I guess there are two ways of looking at the habit of redacting information from documents released under the Freedom of Information Act. On one hand it’s a nuisance because you don’t get all the information you want, but on the other hand if bits of information weren’t redacted, you wouldn’t be getting any information at all because the whole document would have been blocked from release.

Either way, some good news today from the Information Commissioner’s office, which has released some new guidance on extracting information and redacting information. It’s guidance for FOI officers really, not journalists, but it could prove very handy.

As we know, there’s a £450 cost cap on FOI requests to any organisation covered by FOI other than a government department. And while that guidance states that the time spent extracting information from a document can count towards the £450 limit, the cost of redacting information – ie blocking out in black the bits which can’t be released – can’t be.

That’s good news for journalists in my book – any admin which can’t be charged for surely makes it more likely we’ll get the information we ask for.

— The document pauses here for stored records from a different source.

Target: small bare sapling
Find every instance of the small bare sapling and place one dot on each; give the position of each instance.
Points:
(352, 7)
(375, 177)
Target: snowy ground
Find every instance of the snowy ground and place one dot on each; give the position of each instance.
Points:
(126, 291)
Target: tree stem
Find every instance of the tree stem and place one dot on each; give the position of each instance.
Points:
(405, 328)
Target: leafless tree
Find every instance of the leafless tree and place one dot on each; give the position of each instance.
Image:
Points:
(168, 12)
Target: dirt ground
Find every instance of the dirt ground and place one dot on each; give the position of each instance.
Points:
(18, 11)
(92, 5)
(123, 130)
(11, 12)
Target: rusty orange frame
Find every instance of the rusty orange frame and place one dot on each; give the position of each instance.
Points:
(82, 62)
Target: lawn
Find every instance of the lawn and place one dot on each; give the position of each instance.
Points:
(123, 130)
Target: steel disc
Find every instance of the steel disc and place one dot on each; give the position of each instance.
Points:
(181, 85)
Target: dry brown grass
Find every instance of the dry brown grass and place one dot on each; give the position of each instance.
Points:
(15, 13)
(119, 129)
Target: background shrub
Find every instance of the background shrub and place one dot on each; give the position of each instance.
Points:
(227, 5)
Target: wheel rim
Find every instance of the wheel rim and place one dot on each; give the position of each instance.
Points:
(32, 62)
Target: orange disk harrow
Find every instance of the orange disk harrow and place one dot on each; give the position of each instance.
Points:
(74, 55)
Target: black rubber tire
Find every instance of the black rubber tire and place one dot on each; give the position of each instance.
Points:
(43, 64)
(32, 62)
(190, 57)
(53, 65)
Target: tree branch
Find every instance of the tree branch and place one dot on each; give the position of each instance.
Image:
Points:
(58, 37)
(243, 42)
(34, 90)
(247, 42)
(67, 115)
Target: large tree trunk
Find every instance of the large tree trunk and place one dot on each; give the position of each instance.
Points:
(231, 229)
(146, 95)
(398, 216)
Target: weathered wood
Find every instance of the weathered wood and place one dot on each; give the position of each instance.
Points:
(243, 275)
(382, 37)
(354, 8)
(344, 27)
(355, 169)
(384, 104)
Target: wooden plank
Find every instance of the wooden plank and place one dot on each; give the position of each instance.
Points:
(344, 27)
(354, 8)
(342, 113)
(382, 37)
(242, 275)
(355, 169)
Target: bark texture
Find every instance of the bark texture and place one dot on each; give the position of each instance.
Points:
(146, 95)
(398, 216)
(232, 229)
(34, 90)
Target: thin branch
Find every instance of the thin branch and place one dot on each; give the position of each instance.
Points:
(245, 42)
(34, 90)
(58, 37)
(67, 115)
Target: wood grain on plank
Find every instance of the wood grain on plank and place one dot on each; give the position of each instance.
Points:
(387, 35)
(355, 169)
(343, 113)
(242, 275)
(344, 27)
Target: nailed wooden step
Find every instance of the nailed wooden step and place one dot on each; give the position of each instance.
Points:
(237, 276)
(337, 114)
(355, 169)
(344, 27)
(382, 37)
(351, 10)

As for the FOI officer who redacted the signature of an MP but kept in ‘from the office of Andrew Turner’ on a letter regarding Digital Britain in which Peter Mandelson is called Herr Dictator Mandelweasel, perhaps it’s worth remembering that if a job is worth doing, it’s worth doing properly!

One comment

  1. A Camden council person made a huge error a few years back when releasing a sensitive redacted report into the public domain – the report in PDF format when transfered onto a different format (word) clearly showed all the redacted words including the names of various council workers who had been investigated.